So., 20.02.22 | 18:30 Uhr
Das Erste
Irak: Wenn Krieg auch nach seinem Ende tödlich ist
Mohammed hatte schon den Trainingsanzug an, wollte zum Fußball. Dann aber stieg er kurzerhand beim Vater ein, um eine Kuh wieder einzufangen. Auf dem Feldweg explodierte ein Sprengkörper, direkt unter dem Beifahrersitz. Mohammed rang mit dem Tod. Zehn Monate ist das nun her. Wenige hundert Meter entfernt von hier. Im Umland Mossuls. Traumatische Erinnerungen werden wach: "Es war eine gewaltige Explosion. Beide Beine von Mohamed wurden weggerissen. Er war sofort bewusstlos. Wir haben ihn ins Krankenhaus gebracht."
Vorher und nachher
Mohammed kann sich an nichts davon erinnern. Als er aufwachte, hatte er unerträgliche Schmerzen und keine Unterschenkel mehr: "Ja, ich vermisse mein altes Leben sehr. Ich würde so gerne wieder Fußball spielen. Wenn ich zuschaue, wie meine Freunde spielen, tut das weh."
Die Idylle trügt. Der Tod lauert in der Provinz Nineweh. Überall im Boden schlummern Minen, Granaten, Raketen, Sprengfallen. Keiner weiß genau, wie viele. Allein in Mohammeds Dorf fielen ihnen zwei Menschen zum Opfer. Drei wurden schwer verletzt. Er ist der jüngste unter ihnen.
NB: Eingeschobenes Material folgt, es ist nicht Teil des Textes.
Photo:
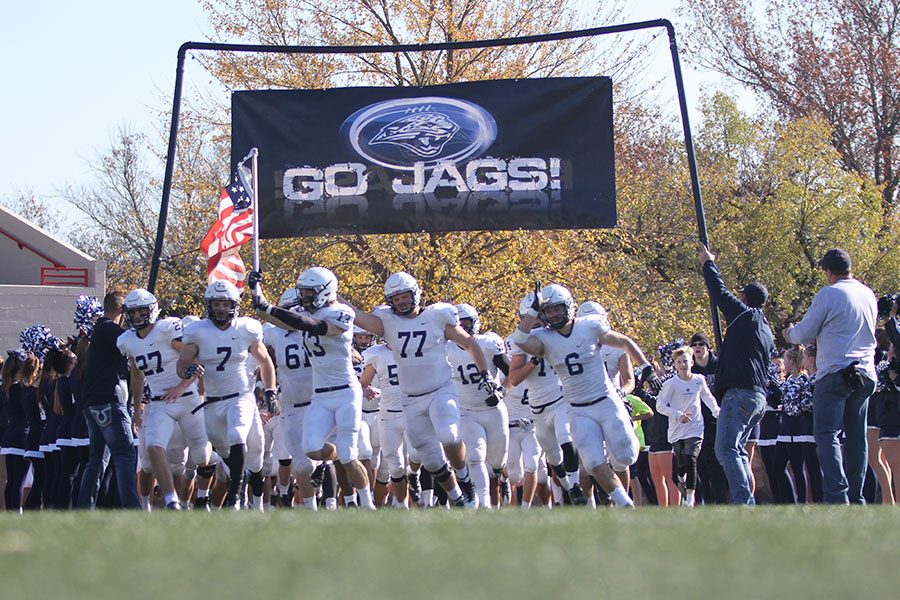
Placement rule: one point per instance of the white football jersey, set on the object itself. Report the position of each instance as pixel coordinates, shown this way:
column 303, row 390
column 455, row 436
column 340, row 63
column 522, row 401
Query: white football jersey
column 154, row 355
column 516, row 397
column 223, row 354
column 419, row 346
column 294, row 370
column 386, row 379
column 577, row 359
column 543, row 385
column 466, row 373
column 330, row 355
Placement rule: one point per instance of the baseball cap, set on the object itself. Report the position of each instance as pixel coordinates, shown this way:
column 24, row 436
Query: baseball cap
column 755, row 294
column 836, row 261
column 700, row 337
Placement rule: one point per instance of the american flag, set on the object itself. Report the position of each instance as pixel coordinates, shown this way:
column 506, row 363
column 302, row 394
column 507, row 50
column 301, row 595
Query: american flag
column 232, row 229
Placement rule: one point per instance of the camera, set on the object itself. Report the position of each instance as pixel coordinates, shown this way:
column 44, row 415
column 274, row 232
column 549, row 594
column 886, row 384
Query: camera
column 886, row 304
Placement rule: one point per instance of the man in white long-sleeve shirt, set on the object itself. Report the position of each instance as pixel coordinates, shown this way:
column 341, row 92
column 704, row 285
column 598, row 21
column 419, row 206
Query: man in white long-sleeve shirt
column 679, row 400
column 841, row 320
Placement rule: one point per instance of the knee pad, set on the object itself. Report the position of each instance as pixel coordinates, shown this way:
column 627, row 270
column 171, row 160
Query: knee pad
column 256, row 482
column 442, row 474
column 570, row 456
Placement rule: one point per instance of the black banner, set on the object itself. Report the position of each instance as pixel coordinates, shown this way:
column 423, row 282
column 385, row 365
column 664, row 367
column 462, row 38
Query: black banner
column 486, row 155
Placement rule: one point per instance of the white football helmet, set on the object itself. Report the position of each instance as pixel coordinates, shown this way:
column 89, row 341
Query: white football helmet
column 221, row 290
column 188, row 319
column 289, row 299
column 525, row 304
column 322, row 282
column 590, row 308
column 555, row 295
column 136, row 299
column 397, row 284
column 467, row 311
column 362, row 338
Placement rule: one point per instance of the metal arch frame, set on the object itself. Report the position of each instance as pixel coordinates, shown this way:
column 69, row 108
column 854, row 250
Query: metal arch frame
column 387, row 49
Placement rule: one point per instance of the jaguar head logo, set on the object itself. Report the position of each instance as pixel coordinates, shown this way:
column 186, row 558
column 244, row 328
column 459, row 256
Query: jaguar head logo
column 423, row 134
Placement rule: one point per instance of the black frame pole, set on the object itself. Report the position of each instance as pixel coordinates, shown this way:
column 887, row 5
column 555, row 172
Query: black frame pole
column 692, row 167
column 170, row 167
column 387, row 49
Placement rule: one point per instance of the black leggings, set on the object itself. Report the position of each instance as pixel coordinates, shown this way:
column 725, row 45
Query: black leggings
column 16, row 469
column 813, row 470
column 792, row 453
column 36, row 495
column 68, row 465
column 775, row 464
column 687, row 468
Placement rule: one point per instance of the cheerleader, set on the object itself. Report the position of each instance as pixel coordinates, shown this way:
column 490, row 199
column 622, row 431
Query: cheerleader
column 885, row 452
column 806, row 437
column 19, row 371
column 63, row 408
column 789, row 449
column 769, row 426
column 36, row 418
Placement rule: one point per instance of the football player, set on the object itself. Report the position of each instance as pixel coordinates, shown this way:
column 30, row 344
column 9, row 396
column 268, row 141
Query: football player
column 418, row 338
column 369, row 437
column 152, row 346
column 337, row 395
column 217, row 348
column 551, row 419
column 621, row 374
column 484, row 421
column 600, row 423
column 524, row 453
column 294, row 374
column 381, row 370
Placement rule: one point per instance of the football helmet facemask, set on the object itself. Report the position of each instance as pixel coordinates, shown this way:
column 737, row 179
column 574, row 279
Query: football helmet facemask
column 362, row 339
column 141, row 309
column 317, row 287
column 224, row 291
column 397, row 284
column 289, row 299
column 468, row 318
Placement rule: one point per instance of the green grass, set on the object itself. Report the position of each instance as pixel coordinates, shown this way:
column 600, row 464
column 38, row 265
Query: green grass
column 772, row 553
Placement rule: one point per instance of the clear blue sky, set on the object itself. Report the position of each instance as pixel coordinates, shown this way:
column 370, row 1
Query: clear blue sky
column 77, row 71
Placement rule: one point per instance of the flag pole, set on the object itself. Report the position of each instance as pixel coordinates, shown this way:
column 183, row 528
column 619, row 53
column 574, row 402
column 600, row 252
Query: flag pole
column 254, row 153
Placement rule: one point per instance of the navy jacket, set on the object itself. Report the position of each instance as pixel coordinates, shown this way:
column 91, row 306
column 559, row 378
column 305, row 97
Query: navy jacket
column 744, row 356
column 105, row 365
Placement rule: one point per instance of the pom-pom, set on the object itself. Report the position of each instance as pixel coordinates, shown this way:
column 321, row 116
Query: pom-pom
column 87, row 310
column 38, row 340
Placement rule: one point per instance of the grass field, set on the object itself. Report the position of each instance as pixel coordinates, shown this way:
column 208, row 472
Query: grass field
column 789, row 552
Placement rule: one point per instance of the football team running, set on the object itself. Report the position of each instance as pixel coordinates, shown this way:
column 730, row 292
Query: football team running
column 318, row 403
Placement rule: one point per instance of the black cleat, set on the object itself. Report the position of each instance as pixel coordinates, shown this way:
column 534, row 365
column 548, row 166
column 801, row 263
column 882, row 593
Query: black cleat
column 317, row 476
column 468, row 490
column 415, row 487
column 505, row 492
column 232, row 502
column 577, row 496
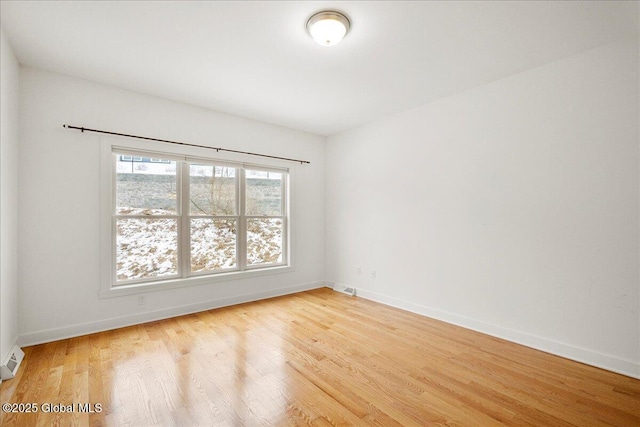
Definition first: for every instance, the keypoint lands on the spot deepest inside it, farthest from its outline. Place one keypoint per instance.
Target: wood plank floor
(319, 358)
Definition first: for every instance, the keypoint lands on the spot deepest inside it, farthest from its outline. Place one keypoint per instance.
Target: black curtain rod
(83, 129)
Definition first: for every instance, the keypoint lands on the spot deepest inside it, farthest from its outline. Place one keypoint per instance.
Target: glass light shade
(328, 28)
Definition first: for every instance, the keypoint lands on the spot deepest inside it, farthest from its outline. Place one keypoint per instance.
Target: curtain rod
(83, 129)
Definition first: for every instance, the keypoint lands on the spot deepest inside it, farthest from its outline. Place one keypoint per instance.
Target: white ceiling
(255, 59)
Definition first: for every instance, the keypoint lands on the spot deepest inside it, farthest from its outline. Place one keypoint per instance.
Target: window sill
(160, 285)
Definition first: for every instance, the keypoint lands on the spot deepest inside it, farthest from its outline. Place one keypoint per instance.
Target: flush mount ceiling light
(328, 27)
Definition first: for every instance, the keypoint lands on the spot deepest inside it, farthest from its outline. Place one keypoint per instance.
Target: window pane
(145, 186)
(213, 244)
(264, 193)
(212, 190)
(264, 241)
(146, 248)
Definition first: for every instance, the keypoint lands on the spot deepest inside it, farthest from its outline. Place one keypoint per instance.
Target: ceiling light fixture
(328, 27)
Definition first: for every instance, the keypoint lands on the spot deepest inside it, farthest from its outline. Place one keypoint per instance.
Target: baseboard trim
(76, 330)
(578, 354)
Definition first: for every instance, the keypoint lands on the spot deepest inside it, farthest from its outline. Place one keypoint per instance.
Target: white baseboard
(611, 363)
(76, 330)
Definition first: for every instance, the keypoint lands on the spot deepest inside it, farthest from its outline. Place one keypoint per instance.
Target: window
(179, 220)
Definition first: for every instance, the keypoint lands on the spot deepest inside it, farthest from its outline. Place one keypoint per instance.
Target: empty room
(244, 213)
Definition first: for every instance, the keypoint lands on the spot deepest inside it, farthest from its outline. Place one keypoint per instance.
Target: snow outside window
(174, 218)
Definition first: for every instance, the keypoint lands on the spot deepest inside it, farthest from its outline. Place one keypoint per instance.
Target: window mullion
(241, 249)
(184, 248)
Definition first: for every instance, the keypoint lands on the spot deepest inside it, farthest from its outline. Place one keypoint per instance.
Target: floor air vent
(10, 366)
(345, 290)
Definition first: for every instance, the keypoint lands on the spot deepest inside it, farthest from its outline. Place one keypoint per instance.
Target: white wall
(9, 88)
(511, 208)
(59, 268)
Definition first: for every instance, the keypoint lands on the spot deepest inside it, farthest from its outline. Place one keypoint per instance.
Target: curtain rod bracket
(218, 149)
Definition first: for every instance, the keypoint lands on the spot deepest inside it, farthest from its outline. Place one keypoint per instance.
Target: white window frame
(109, 287)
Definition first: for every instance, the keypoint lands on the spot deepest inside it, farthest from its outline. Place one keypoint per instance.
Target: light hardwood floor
(319, 358)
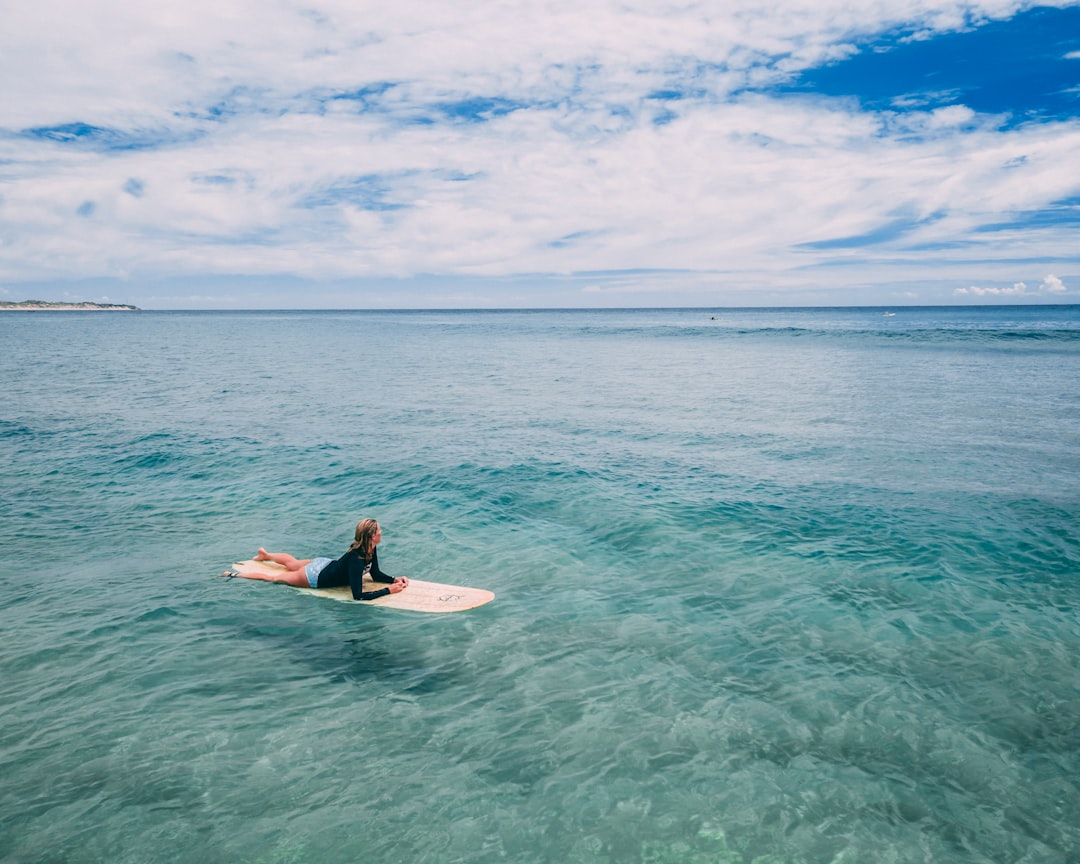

Das tödliche Erbe des Krieges – in der Provinzhauptstadt Mossul allgegenwärtig auch fast fünf Jahre nach der Niederlage der Terrormiliz IS. Ganze Viertel liegen noch in Trümmern. Tausende Granaten und Raketen gingen auf die Stadt nieder. IS-Kämpfer verminten sie. Viele dieser Explosivwaffen sind mittlerweile zwar geräumt, längst aber nicht alle.
Hilfe für die Verletzten
Verletzte werden in dieser Klinik behandelt. Jeden Monat sind es vier neue Patienten, für sie die einzige Anlaufstelle in der Provinz. Techniker stellen die Prothesen selbst her und montieren sie, mit Feilen und reichlich Klebstoff. Die Mittel sind knapp. Es drohen Kürzungen, obwohl schon jetzt längst nicht alle Patienten behandelt werden können, wie uns der Leiter des Zentrums erzählt.
Auch Mohammed hat hier wieder laufen gelernt. Er kam im Rollstuhl, erhielt Prothesen, Physiotherapie und viel Zuspruch. Nun ist er sehr viel selbständiger. Aber Einschränkungen bleiben. Die Prothesen sitzen nicht gut, schmerzen ihn. Längere Strecken kann er bis heute nicht laufen. Mühsam kämpft er sich zurück ins Leben, will seiner Familie nicht auf Dauer zur Last fallen, Vorbild sein für seine Brüder.
Neuen Lebensmut zu fassen, ist Mohammed am Anfang schwergefallen. Und doch hat er sich aufgerafft, schaut wieder nach vorne – auch dank vieler Gespräche mit seiner Therapeutin.
Mohammed teilt sein Schicksal mit zahllosen anderen Landsleuten. Im Irak leben mehr als acht Millionen Menschen im Hochrisikogebiet. Kaum ein anderes Land der Welt ist mit Minen, Raketen und Granaten so massiv belastet.
Vor einem Jahr noch stürmte Mohammed auf diesem Fußballplatz aufs Tor. Er galt als Ausnahmetalent. Mit den schweren Prothesen aber kann er nicht mehr mithalten. Die Schuld dafür sieht er bei all den Kriegstreibern, die Wohngebiete rücksichtlos bombardieren und verminen: "Sie zerstören und töten unentwegt. Andere verlieren ihr Leben. Ich habe nur meine Beine verloren."
Und die Welt lässt sie gewähren. Mohammed aber muss mit den Folgen für immer leben.